Walking like a one man army
Fighting with the shadows in your head
Living out the same old moment
Knowing you'd be better off insteadIf you could only
Say what you need to say
-Say by John Mayer

Chapter 4 - Start Over

Nothing happens.

Not just you don't respond.

Nothing.

Happens.

You wait, while you try to get your head around the biggest irony life has ever presented you. You have spent the last four years trying to convince her that you don't want her. And only now, now, when you finally feel like you're ready to admit that you do and maybe take a chance with her, you've succeeded. She thinks you don't want her.

You waiver.

Would it be easier? Would it make your life simpler if you let her keep thinking that? What would it take to make her believe you'd been lying? Are you willing to give it?

Does hesitating make you a coward?

You back off. It's almost imperceptible. Almost. But with scarcely an inch between you any movement is noticeable and she does. The moment is broken and you haven't given her an answer.

You can't.

You don't know what the answer is.

You don't know why you're so surprised. You told her enough times that you don't want her. Insulted her, belittled her, humiliated her in public and private while she ran dozens of titers and gels and helped you saved countless lives. You've insinuated over and over that the whole thing, whatever the thing is, exists only in her head.

But you are still surprised she believes it.

She slides back rapidly across the worn leather seat and gropes blindly for her purse, training her eyes on the table. She lurches from her seat and swoons slightly; you didn't think she'd drunk that much and you can feel that part of your brain that puzzles out symptoms kick into gear. You have to force yourself to stop and consider an alternative even worse than Cameron having some mysterious disease: you've finally pushed her away so hard she's falling.

"Cameron …"

"Don't," she cuts you off and you cringe. You haven't heard that particular tone of voice in a long time. You think Wilson's come close a few times, but there's a very subtle difference in the inflection. Wilson gives an awful lot of himself to you, but not everything. This was the voice of someone who had been willing to give everything, and been turned away.

You hate this voice.

She's still just standing there and you wait. You're good at waiting, you realize. You've been waiting four years. Maybe you waited too long.

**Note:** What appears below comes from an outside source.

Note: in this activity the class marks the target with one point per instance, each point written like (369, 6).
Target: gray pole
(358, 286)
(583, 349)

"I didn't want to start over. Not again. But I can't keep going here. Not like this. Call it running if you want, but I can't get past this, get past you, when you're right in front of me."

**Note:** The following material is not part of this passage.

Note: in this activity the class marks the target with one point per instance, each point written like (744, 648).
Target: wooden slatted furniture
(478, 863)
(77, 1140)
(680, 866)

This is different. You've heard this sentiment from her before but this time is different. This time, you think she might really mean it.

"You were right," she says, and you're surprised that sweet little Cameron could sound so bitter and world-weary. "I am pathetic. And naïve and all the other things that stopped you from wanting me. And even though I hate that you're such a coward, I hate that I'm still so pathetic even more. Because from now on, no matter what, every knock on my door is going to sound like wood on wood. Because that's what I'm waiting to hear."

You reach for her, but she's already leaving. You flashback to the nightmares you'd been having. Nightmares of Cameron literally slipping through your fingers. You've never believed in omens or portents, but this is a little too close to your dream for comfort.

You want to go after her. You do. But some part of you, the self-preserving part that's been making all these types of decisions for the last ten years or so thinks you ought to stay. Just let her leave. You'd heal, and so would she. Life would go on and some day you'd realize you hadn't thought of her for a while. And then one day you'd think of her and it wouldn't hurt.

Or so you'd like to believe.

But the more cynical part of you knows that self-preservation is exactly why you've been so completely alone for nearly a decade. Time heals all wounds. That's crap. Ten years avoiding love hadn't healed you. It had stunted you. Crippled you. What would another ten years do?

You push away your drink, unfinished. Self-preservation had done exactly that. Preserved you in the state you were when Stacy left. Angry, bitter and alone.

You think now, the time for self-preservation is done. It's time to start over.